Is Amazon Glacier appropriate for archiving Digital Media content?

1

Background : A content production team shoots and records content in digital media formats. These can be a mix of raw footages, converted videos and images.

These content are stored in a share folder (Linux Samba) It is 21 TB storage which is almost fully used. I would prefer having these content team re-organize and clear the data. Overlooking the need for discipline, I am asked to simply archive. It makes sense--as years pile on, the disk space will be thin, no matter how much discipline is maintained.

We had carried out archival using Tape drives under the older leadership. New leadership has discontinued that process. They have recommended archiving older content to Amazon Glacier.

Now, the content size could be around 2Tb as an archive. There may be need to pull out an old content. How frequent?--That we do not know as of now.

No matter how much bandwidth Amazon can offer, the wire I have can do a max of 40 mbit/s. Moreover, I am asked to limit the speed by some means so that others on the same Internet connection are not affected by the transfer.

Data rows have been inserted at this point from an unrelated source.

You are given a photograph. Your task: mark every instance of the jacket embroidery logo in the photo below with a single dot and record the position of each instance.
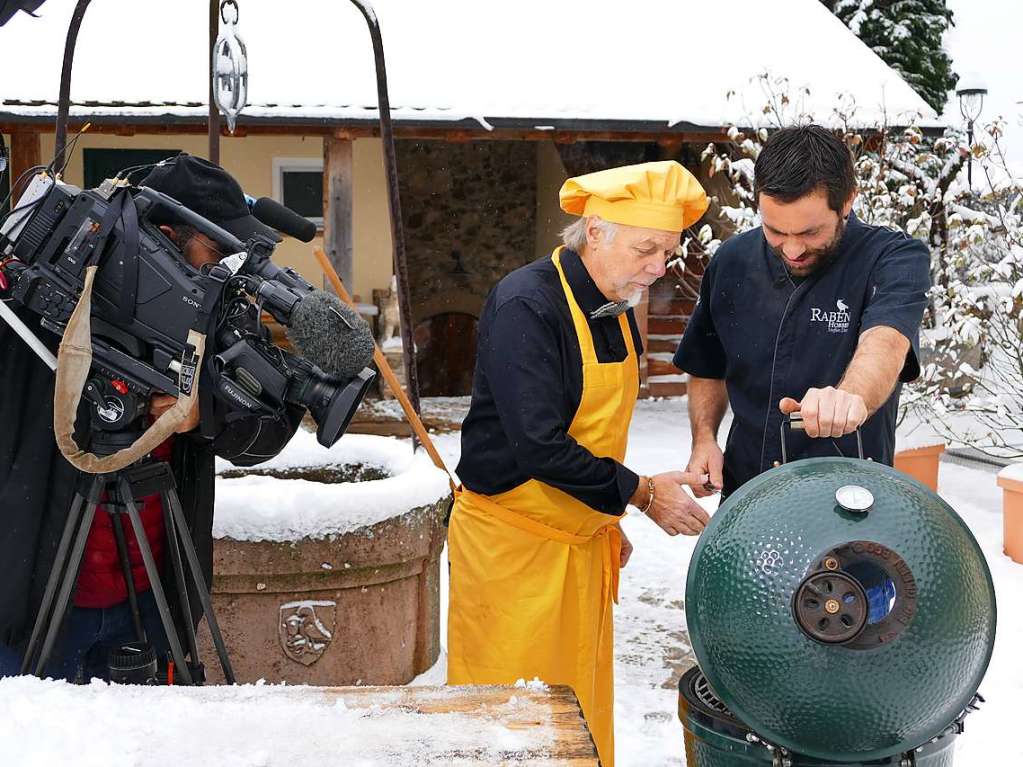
(838, 321)
(306, 628)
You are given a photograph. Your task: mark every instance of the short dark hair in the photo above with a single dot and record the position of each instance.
(797, 162)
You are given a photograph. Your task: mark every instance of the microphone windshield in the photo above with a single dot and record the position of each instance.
(328, 333)
(273, 214)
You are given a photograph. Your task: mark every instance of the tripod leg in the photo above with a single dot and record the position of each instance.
(179, 576)
(153, 573)
(119, 536)
(59, 562)
(70, 578)
(201, 587)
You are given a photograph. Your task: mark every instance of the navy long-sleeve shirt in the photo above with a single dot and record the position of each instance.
(770, 335)
(528, 386)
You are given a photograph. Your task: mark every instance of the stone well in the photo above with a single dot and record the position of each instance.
(326, 565)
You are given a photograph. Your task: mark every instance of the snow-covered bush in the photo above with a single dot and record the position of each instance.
(914, 180)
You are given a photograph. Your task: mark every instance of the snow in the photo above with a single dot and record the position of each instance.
(651, 643)
(53, 723)
(458, 60)
(264, 508)
(46, 723)
(914, 434)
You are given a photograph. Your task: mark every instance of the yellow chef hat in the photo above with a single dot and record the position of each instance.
(655, 195)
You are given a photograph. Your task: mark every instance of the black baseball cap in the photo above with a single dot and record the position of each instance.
(209, 190)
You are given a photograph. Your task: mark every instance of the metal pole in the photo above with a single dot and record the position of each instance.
(213, 124)
(63, 99)
(397, 226)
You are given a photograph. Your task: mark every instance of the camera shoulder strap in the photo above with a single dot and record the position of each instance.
(74, 364)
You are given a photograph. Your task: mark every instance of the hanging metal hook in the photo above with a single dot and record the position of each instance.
(223, 6)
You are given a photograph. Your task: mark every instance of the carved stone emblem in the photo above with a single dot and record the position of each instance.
(306, 629)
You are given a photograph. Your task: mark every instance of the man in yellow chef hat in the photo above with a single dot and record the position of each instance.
(534, 541)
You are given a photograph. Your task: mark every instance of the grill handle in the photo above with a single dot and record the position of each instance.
(795, 422)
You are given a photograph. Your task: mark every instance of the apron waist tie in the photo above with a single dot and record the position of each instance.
(612, 535)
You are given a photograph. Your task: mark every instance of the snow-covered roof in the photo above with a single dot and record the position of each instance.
(645, 64)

What are the considerations that I should take in to account to arrive at an understanding on whether Glacier fits the bill for such a task.

Also, is there any BASH command-line tool that can push 2 Tb+ archives to the Glacier Vault ?

Anup Nair

Posted 2015-11-03T13:48:55.153

Reputation: 144

Question was closed 2015-11-04T20:51:07.827

"Therefore, is Glacier an ideal option?" - This is a question seeking our opinion and which isn't on topic here. You do realize you pay to transfer the data both ways right? There are cheaper solutions then Glacier. – Ramhound – 2015-11-03T14:11:10.890

1Also, the negative side to Glacier and other similar “cloud” solutions? You really have no idea how slow a “fast” Internet connection is until you need to transfer tons of large media files to a remote server like this. – JakeGould – 2015-11-04T02:33:06.310

1

I agree with @Ramhound's assessment in light of the use of the word "ideal" in the question. My answer was premised on a looser interpretation of the question as "is Glacier appropriate," which I do see as not quite such a subjective, opinion-based question, and, in context, appears to be the real gist of what's being asked. And, you can load up to 50TB using the "bandwidth" of a FedEx truck using Amazon Snowball.

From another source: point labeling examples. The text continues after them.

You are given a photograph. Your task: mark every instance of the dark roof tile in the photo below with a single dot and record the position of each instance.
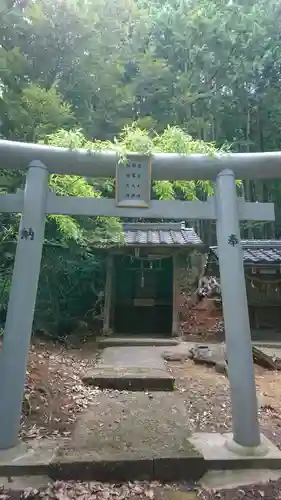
(174, 234)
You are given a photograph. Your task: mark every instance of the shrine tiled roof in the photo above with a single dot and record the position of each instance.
(149, 233)
(258, 251)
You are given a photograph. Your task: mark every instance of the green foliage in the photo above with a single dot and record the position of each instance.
(180, 76)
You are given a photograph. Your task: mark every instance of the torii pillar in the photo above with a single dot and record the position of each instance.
(241, 376)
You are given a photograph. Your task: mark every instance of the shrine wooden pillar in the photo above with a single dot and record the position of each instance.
(176, 297)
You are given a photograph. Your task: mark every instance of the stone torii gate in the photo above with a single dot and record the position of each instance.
(133, 186)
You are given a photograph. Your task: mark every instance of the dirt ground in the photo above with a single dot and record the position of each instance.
(54, 393)
(55, 396)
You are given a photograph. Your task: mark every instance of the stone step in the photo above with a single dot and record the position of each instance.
(136, 341)
(130, 379)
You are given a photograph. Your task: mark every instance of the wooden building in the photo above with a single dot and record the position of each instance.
(262, 264)
(143, 278)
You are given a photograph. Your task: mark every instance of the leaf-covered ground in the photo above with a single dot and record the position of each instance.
(55, 396)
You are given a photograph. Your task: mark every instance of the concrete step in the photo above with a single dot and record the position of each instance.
(130, 379)
(136, 341)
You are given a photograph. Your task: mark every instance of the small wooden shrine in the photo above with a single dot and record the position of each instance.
(262, 264)
(143, 278)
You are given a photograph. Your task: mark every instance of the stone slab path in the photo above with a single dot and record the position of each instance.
(143, 435)
(131, 368)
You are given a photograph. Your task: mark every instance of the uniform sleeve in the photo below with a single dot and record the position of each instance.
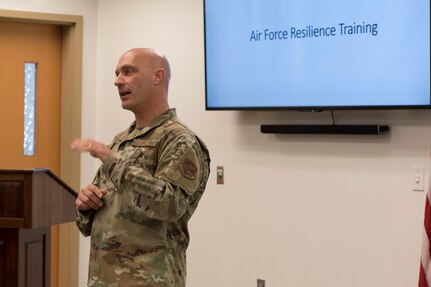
(84, 219)
(166, 195)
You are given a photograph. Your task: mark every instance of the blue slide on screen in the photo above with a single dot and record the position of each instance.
(302, 53)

– Michael - sqlbot – 2015-11-05T12:43:36.940

To expand my initial comment. There are companies that specialize in allowing you to upload and download your archives. You pay a little more but Glacier isn't an ideal solution for data you are going to access, they also don't offer any way to sent you 50 TB of data like these other services do. – Ramhound – 2015-11-05T12:52:10.087

Thank you @Michael-sqlbot. Your answer has given me some direction to study feasibility. It will help in presenting a picture of cost and time. – Anup Nair – 2015-11-18T11:30:45.927

@JakeGould and others who find it opinion driven. I have edited the question. Please review and restore it, if suitable. – Anup Nair – 2015-11-18T11:33:14.857

Answers

5

Glacier is designed and priced for data you don't expect you are likely to need.

Glacier is designed with the expectation that retrievals are infrequent and unusual, and data will be stored for extended periods of time.

https://aws.amazon.com/glacier/pricing/

I have several dozen terabytes stored there at the moment, and I highly recommend it -- where appropriate -- so my observations should not be taken as negative, only as emphasizing the point that you need to be sure you understand the product and its intended application.

The native Glacier interface is very low level. It behaves quite a bit like a backup tape or a big tarball . You put an "archive" into a "vault" and it's sort of a black box. You have to maintain records of what you put in each archive, because Glacier can't tell you, any more than physically looking at a backup tape can tell you.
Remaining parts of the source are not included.